Старик был из немцев и потому говорил с акцентом.

— Большевики, — поправил кавалергард и, наклонившись к балерине, зашептал: — Рада бога, успокойтесь… Noblesse obliqe…

— Потом мы три года пролежали на чердаке, потом нас вытащили. Зачем?

— Зачем? — вздохнула ослиная голова на коленях звездочета. Астроном подозрительно хлопнул ее трубой. Балерина тоскливо улыбнулась. Музыкант приложил руку к груди: у него был порок сердца и, кроме того, он был тайно влюблен в одну из раздетых дам, но все не решался объясниться.

— Из моего мешка вырвали все игрушки, все сладости, все сладости, все хорошие — по старому правописанию — книжки и наполнили его всякой дрянью: окурками советских папирос, талонами от пайков, кусками газет без ять и твердых знаков.
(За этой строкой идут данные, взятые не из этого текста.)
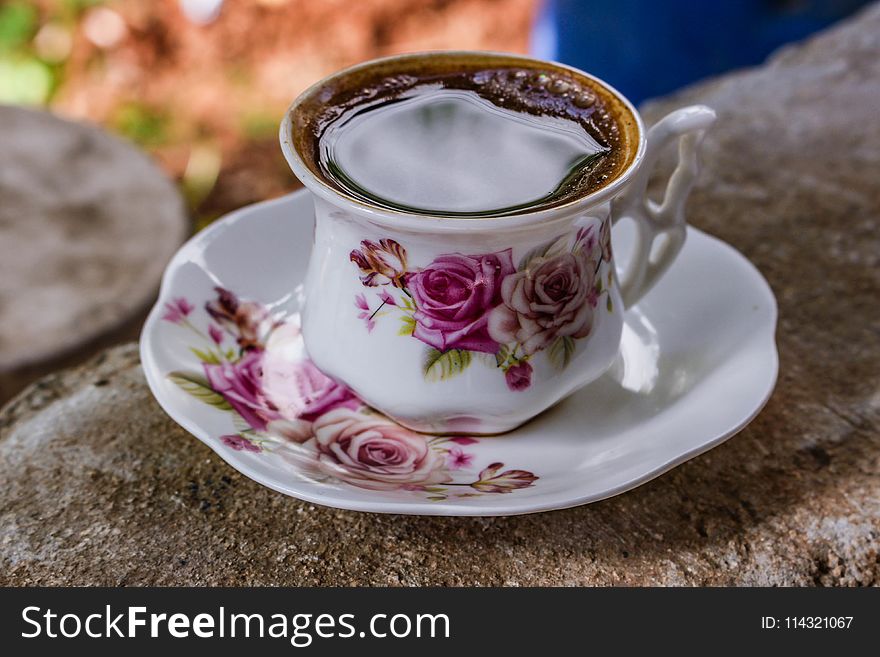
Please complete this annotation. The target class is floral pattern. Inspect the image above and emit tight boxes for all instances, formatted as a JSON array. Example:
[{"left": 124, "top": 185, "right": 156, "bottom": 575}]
[
  {"left": 350, "top": 219, "right": 613, "bottom": 391},
  {"left": 162, "top": 288, "right": 538, "bottom": 501}
]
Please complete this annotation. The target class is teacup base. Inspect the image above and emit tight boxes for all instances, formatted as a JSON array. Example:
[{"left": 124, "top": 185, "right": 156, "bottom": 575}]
[{"left": 141, "top": 192, "right": 777, "bottom": 516}]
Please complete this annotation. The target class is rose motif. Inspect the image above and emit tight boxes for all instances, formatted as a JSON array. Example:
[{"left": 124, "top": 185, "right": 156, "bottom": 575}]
[
  {"left": 488, "top": 249, "right": 596, "bottom": 355},
  {"left": 203, "top": 324, "right": 362, "bottom": 441},
  {"left": 405, "top": 249, "right": 514, "bottom": 353},
  {"left": 202, "top": 351, "right": 281, "bottom": 431},
  {"left": 349, "top": 239, "right": 406, "bottom": 287},
  {"left": 261, "top": 324, "right": 362, "bottom": 422},
  {"left": 304, "top": 408, "right": 451, "bottom": 490}
]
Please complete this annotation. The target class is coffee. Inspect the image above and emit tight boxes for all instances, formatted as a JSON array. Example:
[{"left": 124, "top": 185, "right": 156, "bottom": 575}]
[{"left": 290, "top": 56, "right": 632, "bottom": 217}]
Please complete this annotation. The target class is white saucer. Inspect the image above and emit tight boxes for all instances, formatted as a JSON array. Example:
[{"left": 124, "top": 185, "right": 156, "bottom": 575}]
[{"left": 141, "top": 191, "right": 778, "bottom": 516}]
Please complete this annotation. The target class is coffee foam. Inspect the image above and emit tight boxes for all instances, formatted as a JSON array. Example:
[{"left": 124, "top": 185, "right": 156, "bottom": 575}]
[{"left": 292, "top": 53, "right": 638, "bottom": 215}]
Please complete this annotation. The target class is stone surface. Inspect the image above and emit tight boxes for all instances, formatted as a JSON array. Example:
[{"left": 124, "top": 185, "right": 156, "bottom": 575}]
[
  {"left": 0, "top": 6, "right": 880, "bottom": 585},
  {"left": 0, "top": 106, "right": 189, "bottom": 402}
]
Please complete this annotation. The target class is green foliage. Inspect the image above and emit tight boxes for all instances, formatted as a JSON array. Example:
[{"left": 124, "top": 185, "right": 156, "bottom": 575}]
[
  {"left": 397, "top": 315, "right": 416, "bottom": 335},
  {"left": 547, "top": 335, "right": 575, "bottom": 370},
  {"left": 168, "top": 372, "right": 232, "bottom": 411},
  {"left": 423, "top": 347, "right": 471, "bottom": 381}
]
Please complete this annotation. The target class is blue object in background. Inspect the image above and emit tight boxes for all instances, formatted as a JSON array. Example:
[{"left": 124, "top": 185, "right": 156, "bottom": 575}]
[{"left": 532, "top": 0, "right": 868, "bottom": 103}]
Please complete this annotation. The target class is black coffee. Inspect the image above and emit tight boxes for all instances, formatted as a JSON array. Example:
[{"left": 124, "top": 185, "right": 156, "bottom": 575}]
[{"left": 300, "top": 61, "right": 623, "bottom": 217}]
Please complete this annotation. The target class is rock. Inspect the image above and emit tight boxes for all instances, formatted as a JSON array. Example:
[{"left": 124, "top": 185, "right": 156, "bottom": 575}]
[
  {"left": 0, "top": 6, "right": 880, "bottom": 585},
  {"left": 0, "top": 106, "right": 189, "bottom": 402}
]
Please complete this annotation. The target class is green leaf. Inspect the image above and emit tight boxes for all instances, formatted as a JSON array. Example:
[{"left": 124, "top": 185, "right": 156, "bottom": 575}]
[
  {"left": 423, "top": 348, "right": 471, "bottom": 381},
  {"left": 168, "top": 372, "right": 233, "bottom": 411},
  {"left": 189, "top": 347, "right": 221, "bottom": 365},
  {"left": 547, "top": 335, "right": 575, "bottom": 370},
  {"left": 397, "top": 315, "right": 416, "bottom": 335}
]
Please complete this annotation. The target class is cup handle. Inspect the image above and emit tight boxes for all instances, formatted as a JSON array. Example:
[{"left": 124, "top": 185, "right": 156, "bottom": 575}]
[{"left": 611, "top": 105, "right": 715, "bottom": 308}]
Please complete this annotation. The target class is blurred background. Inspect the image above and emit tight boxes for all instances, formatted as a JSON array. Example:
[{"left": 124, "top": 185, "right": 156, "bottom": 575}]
[
  {"left": 0, "top": 0, "right": 865, "bottom": 227},
  {"left": 0, "top": 0, "right": 866, "bottom": 403}
]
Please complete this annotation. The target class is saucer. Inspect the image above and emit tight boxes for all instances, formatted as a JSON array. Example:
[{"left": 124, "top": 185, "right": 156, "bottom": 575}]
[{"left": 140, "top": 191, "right": 778, "bottom": 516}]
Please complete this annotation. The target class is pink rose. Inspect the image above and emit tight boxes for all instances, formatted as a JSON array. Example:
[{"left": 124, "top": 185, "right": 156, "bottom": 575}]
[
  {"left": 204, "top": 324, "right": 362, "bottom": 442},
  {"left": 406, "top": 249, "right": 514, "bottom": 353},
  {"left": 203, "top": 351, "right": 281, "bottom": 431},
  {"left": 488, "top": 243, "right": 596, "bottom": 354},
  {"left": 305, "top": 408, "right": 450, "bottom": 490}
]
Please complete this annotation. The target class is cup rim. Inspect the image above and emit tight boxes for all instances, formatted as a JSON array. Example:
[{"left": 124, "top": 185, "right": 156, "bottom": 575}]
[{"left": 278, "top": 50, "right": 647, "bottom": 232}]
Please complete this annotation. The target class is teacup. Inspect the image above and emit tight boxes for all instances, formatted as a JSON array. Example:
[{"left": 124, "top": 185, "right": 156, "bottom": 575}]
[{"left": 280, "top": 52, "right": 715, "bottom": 434}]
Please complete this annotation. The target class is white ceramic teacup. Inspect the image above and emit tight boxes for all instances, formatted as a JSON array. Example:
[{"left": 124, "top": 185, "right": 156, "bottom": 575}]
[{"left": 281, "top": 53, "right": 715, "bottom": 434}]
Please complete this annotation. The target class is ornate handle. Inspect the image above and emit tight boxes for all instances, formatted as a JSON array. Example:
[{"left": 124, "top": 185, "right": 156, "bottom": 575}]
[{"left": 611, "top": 105, "right": 715, "bottom": 308}]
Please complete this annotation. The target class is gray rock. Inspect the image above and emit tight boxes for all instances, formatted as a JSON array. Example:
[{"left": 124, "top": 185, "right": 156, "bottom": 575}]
[
  {"left": 0, "top": 6, "right": 880, "bottom": 585},
  {"left": 0, "top": 106, "right": 189, "bottom": 402}
]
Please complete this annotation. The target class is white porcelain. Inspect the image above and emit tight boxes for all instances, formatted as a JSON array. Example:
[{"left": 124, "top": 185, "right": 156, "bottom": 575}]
[
  {"left": 281, "top": 48, "right": 715, "bottom": 434},
  {"left": 141, "top": 192, "right": 777, "bottom": 515}
]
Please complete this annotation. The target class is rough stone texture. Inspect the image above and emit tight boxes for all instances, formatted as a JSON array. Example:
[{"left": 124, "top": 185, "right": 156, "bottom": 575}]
[
  {"left": 0, "top": 6, "right": 880, "bottom": 585},
  {"left": 0, "top": 106, "right": 189, "bottom": 402}
]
И даже вырвали клок бороды.

— Мне вырвали ногу! — пожаловался поручик гвардии, но сейчас же с достоинством выпрямился.

— Глаз пробили, — сказал музыкант. — Подковным гвоздем. А еще культурные люди!

— Культурные? — оторвался от трубы и декольте балерины астроном. — Как бы не так. Они мою обсерваторию в конюшню превратили, а моими научными трудами топили печи.

— Вот, посмотрите… — вместе закудахтали подозрительные дамы, подымая обрывки платьев (музыкант скромно закрывал единственный глаз), — от наших чудесных платьев алого шелка только нитки остались. Все пошло на флаги, на звезды…

Балерина показала синяк на левом плече. Только ослиная голова ни на что не жаловалась. Впрочем, ее никто и не спрашивал.

Стало тихо и грустно в огромной, холодной зале. Бог весть до каких вздохов и истерик дошло бы общее настроение, если бы сильный порыв ветра не вырвал тряпку из разбитого стекла и не качнул бы верхушку елки. С грохотом упал вниз Петрушка.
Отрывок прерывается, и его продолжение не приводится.